You should have received a copy of the GNU General Public License along with this program. If not, see http://www.gnu.org/licenses/.


References

[1] Peter E. Kloeden and Eckhard Platen. Numerical solution of stochastic differential equations. Springer, 1992.
[2] Peter E. Kloeden, Eckhard Platen and Henri Schurz. Numerical solution of SDE through computer experiments. Springer, 1994.
[3] Desmond J. Higham. An algorithmic introduction to numerical simulation of stochastic differential equations. SIAM J. Numer. Anal., 43(3):525–546, 2001. http://www.caam.rice.edu/~cox/stoch/dhigham.pdf
[4] K. Burrage and P.M. Burrage. High strong order explicit Runge–Kutta methods for stochastic ordinary differential equations. Applied Numer. Mathematics, 22:81–101, 1996.
[5] P.M. Burrage and K. Burrage. A variable stepsize implementation for stochastic differential equations. SIAM J. Sci. Comput., 24(3):848–864, 2002.
[6] Pamela Marion Burrage. Runge–Kutta methods for stochastic differential equations. PhD thesis, Department of Mathematics, University of Queensland (Australia), 1999. http://www.maths.uq.edu.au/~kb/pam.ps
[7] Andreas Rößler. Runge–Kutta methods for the numerical solution of stochastic differential equations. PhD thesis, Department of Mathematics, University of Darmstadt, 2003.
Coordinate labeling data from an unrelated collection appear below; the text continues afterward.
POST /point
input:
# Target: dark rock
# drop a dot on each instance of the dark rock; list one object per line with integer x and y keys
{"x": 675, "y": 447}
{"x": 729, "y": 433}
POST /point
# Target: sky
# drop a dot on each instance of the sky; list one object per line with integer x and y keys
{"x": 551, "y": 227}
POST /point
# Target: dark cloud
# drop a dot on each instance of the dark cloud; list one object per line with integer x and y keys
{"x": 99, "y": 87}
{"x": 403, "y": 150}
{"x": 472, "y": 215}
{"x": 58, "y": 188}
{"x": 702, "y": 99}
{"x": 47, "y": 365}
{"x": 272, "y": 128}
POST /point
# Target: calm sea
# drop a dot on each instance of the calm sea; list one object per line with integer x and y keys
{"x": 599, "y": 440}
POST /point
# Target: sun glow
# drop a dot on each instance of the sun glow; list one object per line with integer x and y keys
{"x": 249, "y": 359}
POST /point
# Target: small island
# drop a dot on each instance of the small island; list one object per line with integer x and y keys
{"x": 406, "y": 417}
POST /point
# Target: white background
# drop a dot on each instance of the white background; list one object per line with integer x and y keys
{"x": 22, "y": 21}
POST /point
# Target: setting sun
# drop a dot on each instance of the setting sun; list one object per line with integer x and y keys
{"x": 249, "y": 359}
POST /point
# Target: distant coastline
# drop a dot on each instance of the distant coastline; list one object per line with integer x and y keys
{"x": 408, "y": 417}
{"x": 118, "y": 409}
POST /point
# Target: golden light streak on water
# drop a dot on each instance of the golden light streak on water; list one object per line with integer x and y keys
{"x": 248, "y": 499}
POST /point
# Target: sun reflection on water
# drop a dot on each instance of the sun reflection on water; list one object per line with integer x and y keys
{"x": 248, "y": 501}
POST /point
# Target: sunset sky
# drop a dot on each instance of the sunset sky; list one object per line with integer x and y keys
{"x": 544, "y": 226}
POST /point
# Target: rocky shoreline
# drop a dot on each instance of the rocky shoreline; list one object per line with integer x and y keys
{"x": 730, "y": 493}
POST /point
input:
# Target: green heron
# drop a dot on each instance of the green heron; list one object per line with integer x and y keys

[8] Ioannis Karatzas and Steven E. Shreve. Brownian motion and stochastic calculus. Springer- Verlag, 1991.
[9] Bernt Øksendal. Stochastic differential equations: an introduction with applications. Springer, second edition, 2000.
[10] L.C.G. Rogers and David Williams. Diffusions, Markov processes and martingales. Volume 2: Itô calculus. John Wiley & Sons, 1987.
[11] D.W. Stroock and S.R.S. Varadhan. Multidimensional Diffusion Processes. Springer-Verlag, 1979.
[12] B.L.S. Prakasa Rao. Statistical Inference for Diffusion Type Processes. Arnold, London and Oxford University press, New York, 1999.
[13] Y.A. Kutoyants. Statistical Inference for Ergodic Diffusion Processes. Springer, London, 2004.